Governments around the world overwhelmingly agree that sport can unite and heal.
“Wherever possible, we should strive toward creating even a small space for peace,” Constantinos Filis, director of the International Olympic Truce Center, told The Associated Press.
Ceasefire initiatives still count in an era of global disorder and political polarization, as unilateral aggression increasingly threatens international cooperation, argues Filis, who is also director of the Institute of Global Affairs in Athens.
“This may not always be achievable in practice,” he said, “but the message reaches every corner of the globe.”
Arithmetic of a world’s wars
Outside the Swedish capital of Stockholm, a group of academics has tracked global war trends for more than 80 years.

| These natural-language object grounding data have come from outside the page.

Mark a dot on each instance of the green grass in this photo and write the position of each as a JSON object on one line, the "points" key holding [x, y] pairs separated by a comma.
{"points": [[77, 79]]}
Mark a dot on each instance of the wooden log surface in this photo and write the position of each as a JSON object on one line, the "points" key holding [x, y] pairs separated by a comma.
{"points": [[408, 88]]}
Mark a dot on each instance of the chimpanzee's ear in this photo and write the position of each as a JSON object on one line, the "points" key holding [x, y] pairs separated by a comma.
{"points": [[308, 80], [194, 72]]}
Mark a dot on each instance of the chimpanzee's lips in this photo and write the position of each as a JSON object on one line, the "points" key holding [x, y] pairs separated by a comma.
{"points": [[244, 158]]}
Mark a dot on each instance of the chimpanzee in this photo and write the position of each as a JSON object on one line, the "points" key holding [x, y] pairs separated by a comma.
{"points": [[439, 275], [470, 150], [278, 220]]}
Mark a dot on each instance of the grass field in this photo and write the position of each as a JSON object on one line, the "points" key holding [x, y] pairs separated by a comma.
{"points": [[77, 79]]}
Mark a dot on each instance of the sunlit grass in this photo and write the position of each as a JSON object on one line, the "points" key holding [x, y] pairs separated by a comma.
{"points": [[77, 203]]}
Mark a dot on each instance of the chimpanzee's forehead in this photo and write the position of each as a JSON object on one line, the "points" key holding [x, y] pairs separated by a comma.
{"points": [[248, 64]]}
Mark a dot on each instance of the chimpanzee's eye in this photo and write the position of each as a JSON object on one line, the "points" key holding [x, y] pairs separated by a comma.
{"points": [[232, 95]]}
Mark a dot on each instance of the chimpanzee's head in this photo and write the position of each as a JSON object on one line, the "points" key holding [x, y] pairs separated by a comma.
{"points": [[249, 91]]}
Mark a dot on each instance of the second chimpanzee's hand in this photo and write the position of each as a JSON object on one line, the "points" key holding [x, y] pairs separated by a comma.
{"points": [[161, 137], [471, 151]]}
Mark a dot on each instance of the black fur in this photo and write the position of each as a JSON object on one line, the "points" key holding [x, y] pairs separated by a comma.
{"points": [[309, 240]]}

It reported that 2024 had the highest number of active armed conflicts in a single year: 61.
“We’ve seen quite a strong increase in the number of conflicts over the past five or six years,” said Shawn Davies, a senior analyst at Uppsala University’s Department of Peace and Conflict Research. And its upcoming annual report will show 2025 had even more conflicts than the prior year, he added.

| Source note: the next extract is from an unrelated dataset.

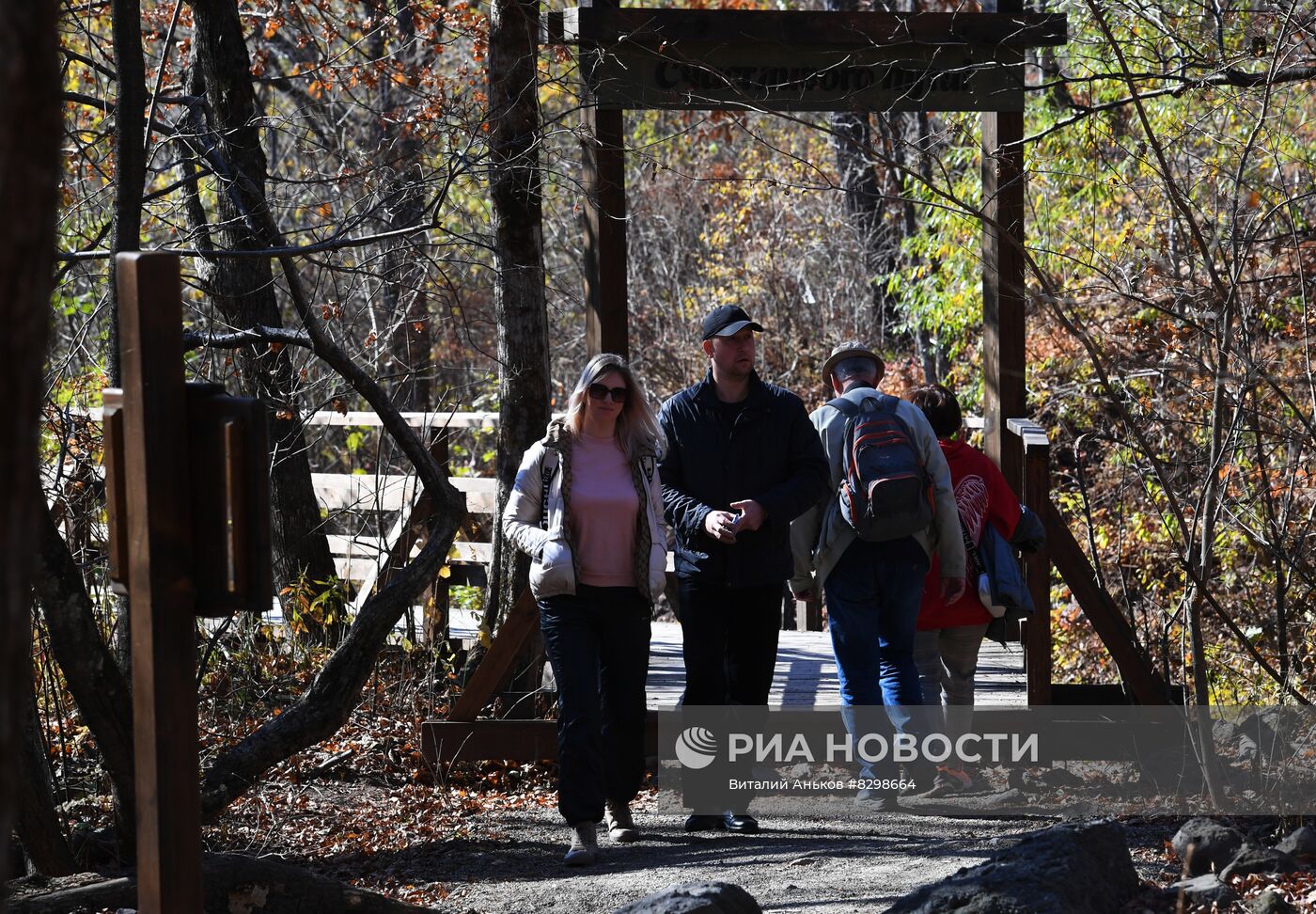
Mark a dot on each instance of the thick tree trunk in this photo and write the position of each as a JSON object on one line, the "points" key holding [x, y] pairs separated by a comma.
{"points": [[243, 288], [520, 312], [407, 357], [39, 821], [232, 883], [29, 181], [94, 678]]}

As the US steps back from multilateralism, Davies said, countries are becoming more likely to test their neighbors, creating a more volatile, fragmented security landscape.
Some major conflicts remain largely unnoticed in the West, he said, pointing to western Africa, where Al-Qaeda and Daesh group affiliates continue to spread across borders.
And the “Doomsday Clock”, a symbolic gauge of Earth’s existential peril, edged closer to midnight this week, according to an announcement from members of the Bulletin of the Atomic Scientists.
Hope versus broken promises
UN truce resolutions typically pass with broad majorities. Yet signatories repeatedly break their own pledge. Russia’s full-scale invasion of Ukraine in 2022 infamously began during a truce period.
“I think the Olympics are an excellent moment to symbolize peace, to symbolize respect for international law, and to symbolize international cooperation,” UN Secretary-General António Guterres told reporters Thursday.
Kirsty Coventry, the multi-Olympic swimming champion who last year became the first woman to lead the International Olympic Committee, addressed the General Assembly at the latest vote in November.
Watching peaceful competition, she said, inspired her to begin her gold-medal journey as a young girl in Zimbabwe.
“Even in these dark times of division, it is possible to celebrate our shared humanity and inspire hope for a better future,” Coventry said.
“Sport — and the Olympic Games in particular — can offer a rare space where people meet not as adversaries, but as fellow human beings,” she said. “This is why the Olympic Truce is so important.”